Rick, you and Dave and Anna were a great team keeping the Discovery right in position and working the Canadian arm during the retrieval operation. I guess you may have been a little busier than on previous flights, since you've been taking on some cargo.
Commander Hauck. Yes, sir, Mr. President, maybe a little bit. But, of course, all the missions are busy, and we all are always working hard.
The President. Well, Joe and Dale -- how did the space backpack work for you? I guess -- well, I'm sure it would have been hard to retrieve those satellites without it.

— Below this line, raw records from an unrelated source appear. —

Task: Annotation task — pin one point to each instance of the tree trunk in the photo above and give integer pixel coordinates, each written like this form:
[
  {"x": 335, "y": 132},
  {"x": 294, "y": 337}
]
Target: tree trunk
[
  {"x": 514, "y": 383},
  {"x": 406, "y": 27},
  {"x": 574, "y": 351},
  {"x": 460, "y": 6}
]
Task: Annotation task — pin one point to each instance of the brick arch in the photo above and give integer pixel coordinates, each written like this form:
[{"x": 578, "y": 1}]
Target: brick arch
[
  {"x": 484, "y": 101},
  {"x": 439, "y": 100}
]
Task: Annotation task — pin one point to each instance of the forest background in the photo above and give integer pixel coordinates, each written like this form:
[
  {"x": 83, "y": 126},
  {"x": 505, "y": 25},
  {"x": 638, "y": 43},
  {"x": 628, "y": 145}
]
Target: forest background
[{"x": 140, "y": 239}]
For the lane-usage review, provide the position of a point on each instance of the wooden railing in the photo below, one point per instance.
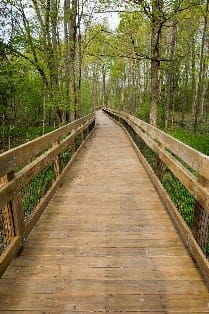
(181, 176)
(29, 176)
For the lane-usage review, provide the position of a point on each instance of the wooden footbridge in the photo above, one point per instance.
(109, 216)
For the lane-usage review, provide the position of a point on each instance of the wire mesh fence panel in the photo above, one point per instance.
(65, 158)
(78, 141)
(36, 189)
(7, 228)
(192, 212)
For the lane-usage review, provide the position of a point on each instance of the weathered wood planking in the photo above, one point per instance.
(105, 243)
(13, 182)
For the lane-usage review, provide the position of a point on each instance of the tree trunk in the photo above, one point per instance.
(155, 59)
(200, 86)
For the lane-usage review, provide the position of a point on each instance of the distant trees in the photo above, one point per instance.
(154, 65)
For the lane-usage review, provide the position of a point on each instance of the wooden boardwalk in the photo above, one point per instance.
(105, 243)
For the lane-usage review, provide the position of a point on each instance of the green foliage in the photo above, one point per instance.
(198, 141)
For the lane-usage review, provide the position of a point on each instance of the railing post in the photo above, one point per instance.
(73, 143)
(160, 164)
(57, 168)
(12, 213)
(201, 217)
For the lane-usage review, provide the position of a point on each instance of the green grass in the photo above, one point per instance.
(198, 141)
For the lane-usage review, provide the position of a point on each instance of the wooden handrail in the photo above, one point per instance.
(188, 166)
(17, 156)
(32, 158)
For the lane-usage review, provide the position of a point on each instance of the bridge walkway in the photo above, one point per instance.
(105, 243)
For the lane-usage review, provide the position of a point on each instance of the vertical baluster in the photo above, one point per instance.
(201, 216)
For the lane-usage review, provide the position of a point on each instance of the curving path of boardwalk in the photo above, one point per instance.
(105, 243)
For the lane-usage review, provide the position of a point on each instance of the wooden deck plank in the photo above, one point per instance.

Astronaut Gardner. Mr. President, that man-maneuvering unit worked perfectly for both Joe on the first EVA and for myself on the second. The docking with the satellite and capture was exactly as we had trained to in simulators on the ground. It was a real pleasure doing it.
The President. Well, that's just great, and we were all keeping track, and everyone down here rooting and praying for you.
Anna, since this is your first flight, are there any surprises that you've encountered? And I couldn't help but wonder if you'd recommend a career as an astronaut to your daughter, Cristin?
Astronaut Fisher. Oh, that I would, Mr. President. The experience is just everything I expected, even more. Seeing the world below us, it makes you realize just how we're all just part of this world. It's a truly incredible experience, and I'm going to recommend it very highly.
The President. Well, that's wonderful.
Well, I just want you all to know how proud we are of what you've achieved on this mission. Our space program has reached another important milestone with your successful retrieval of those two satellites. You've demonstrated that by putting man in space, on board America's space shuttle, we can work in space in ways that we never imagined were possible. Bless you all.
Well, I have to go to work down here -- --
Commander Hauck. Thanks for your time, Mr. President. We have enjoyed your support in the past, and we look forward to your support in the future, sir.
The President. Well, you shall have it. I have to go to work down here on Earth. And I know you'll be finishing up to head back here tomorrow, so, have a safe return, and, I might add, a soft landing with those valuable satellites on board.
But just please know how proud all of us are of what you've done, and God bless you all.
Commander Hauck. Thank you, sir, very much.
The President. All right. Goodbye.
Commander Hauck. Bye-bye.
Note: The President spoke at 8:40 a.m. from the Residence at the White House.
The crewmembers included Frederick H. Hauck, Dale A. Gardiner, Anna L. Fisher, David M. Walker, and Joseph P. Allen.